Exactly 100 years ago, Jagger (1886-1938), who had on declaration of war instantly volunteered with the Artists Rifles, arrived back in England from Gallipoli via a Malta hospital having been shot through the shoulder, a potentially disastrous injury for a carver and modeller. But Charles recovered quickly and was re-posted to the Western Front where, in April 1918 during the German Spring offensive, he was sniped through the chest two inches above his heart. Astonishingly, he survived and was awarded an MC for conspicuous bravery. This wound undoubtedly contributed to a cruelly early death due to heart failure accelerated by overwork.
When the war ended he took up the Rome Scholarship won before the outbreak when graduating from the RCA. Recommended by George Frampton, he was soon making war memorials, a job for which, given his experiences, no one could have been better qualified. Jagger famously said: “I got to love the Tommy in the Trenches and I’ve tried to show him as I knew him – not as he looked on parade at home.” The caped sentry’s legs are protectively swaddled in sack cloth against the cold and wet, an informal addition to uniform permitted during frontline duty.
When The Sentry was unveiled opinion was split down the middle. Liverpool architect Charles Reilly remarked: “It is extraordinarily impressive as it stands there with intense immobility, a little large and crude perhaps for its surroundings; such a figure makes one understand the rock of national character against which the German flood broke in vain. It is truly monumental in its combined steadfastness and power. It is sculpture like this, and this only, free from any trivial suggestions, that can at all express the depth of feeling the war called forth.”
Meanwhile, Roger Fry, who was always proud to know better than anyone else and who had already established himself as chief standard bearer for the avant garde, wrote of Jagger’s figure: “Nothing approaches the commonness, the effective, brutal, catch-penny vulgarity of his work”.
Fry and his fixer followers won the subsequent taste war hands down. Jagger, Ledward, Frampton were forgotten, their works neglected, even wantonly ruined in the case of Jagger’s Unilever carvings. Understanding how the Establishment operated Fry was the first of a breed – today totally victorious – whose addiction to artistic novelty, whatever character it takes, is all and absolute. He was the first to proclaim loudly his low opinion of everything traditional, a view which eventually became so uncritically accepted as to become a basic qualification for anyone seeking preferment in the visual arts – Fry is the Vito Corleone of State Art. Those who refused to follow where Fry, Clark, Keynes and Co. led were dismissed as so many reactionary simpletons. To be an apostle of the avant garde was to be right – no argument. Thus, Fry’s heirs have learnt over decades of ascendancy to assume a patronising aesthetic and intellectual superiority over the rest of us. They treat us like blind children who are too thick to learn the big secret to which they themselves, alone, exclusively, enjoy special privileged access and insight.

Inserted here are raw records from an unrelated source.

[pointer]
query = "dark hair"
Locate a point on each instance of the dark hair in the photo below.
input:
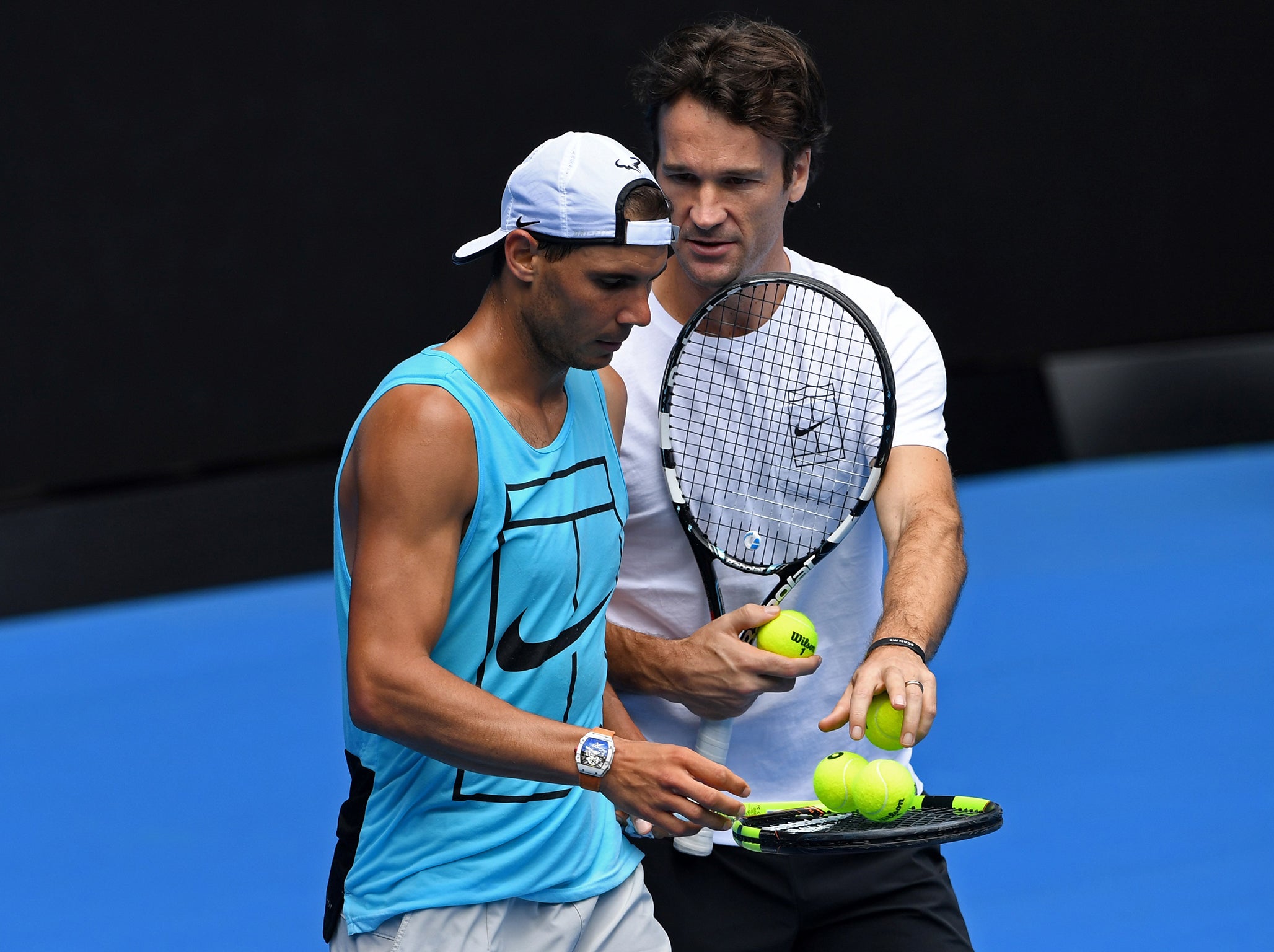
(757, 74)
(645, 203)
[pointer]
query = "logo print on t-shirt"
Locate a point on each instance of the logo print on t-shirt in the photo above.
(547, 602)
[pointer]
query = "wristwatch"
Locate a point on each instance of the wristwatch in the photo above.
(594, 756)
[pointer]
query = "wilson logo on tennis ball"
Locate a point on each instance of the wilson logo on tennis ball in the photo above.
(807, 645)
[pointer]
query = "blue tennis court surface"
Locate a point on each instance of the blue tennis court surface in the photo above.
(172, 767)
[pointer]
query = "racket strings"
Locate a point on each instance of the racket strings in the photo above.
(776, 413)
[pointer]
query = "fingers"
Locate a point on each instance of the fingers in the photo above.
(861, 691)
(751, 616)
(910, 686)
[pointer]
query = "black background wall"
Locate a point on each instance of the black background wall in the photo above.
(221, 224)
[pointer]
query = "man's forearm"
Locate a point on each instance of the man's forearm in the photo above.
(926, 571)
(640, 663)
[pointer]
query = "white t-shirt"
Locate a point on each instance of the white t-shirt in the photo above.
(776, 743)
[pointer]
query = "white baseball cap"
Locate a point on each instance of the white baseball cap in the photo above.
(575, 188)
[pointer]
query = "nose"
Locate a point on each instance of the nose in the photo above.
(638, 309)
(706, 211)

All I would ask is that you look for yourselves and are not cowed by those claiming to know best. Because they don’t. Perhaps Manchester’s Jagger really is vulgar, meritless and pedestrian. And perhaps Ryan Gander’s reflective bollards are, truly, “a world masterpiece”. What do you think?
Leaving Jagger behind, as chance would have it our route to the ground took us past Gander’s chromium cruet. (It was a very cultural evening.) “What do you make of that?”, I enquired casually. “What’s it for?”, my friend asked.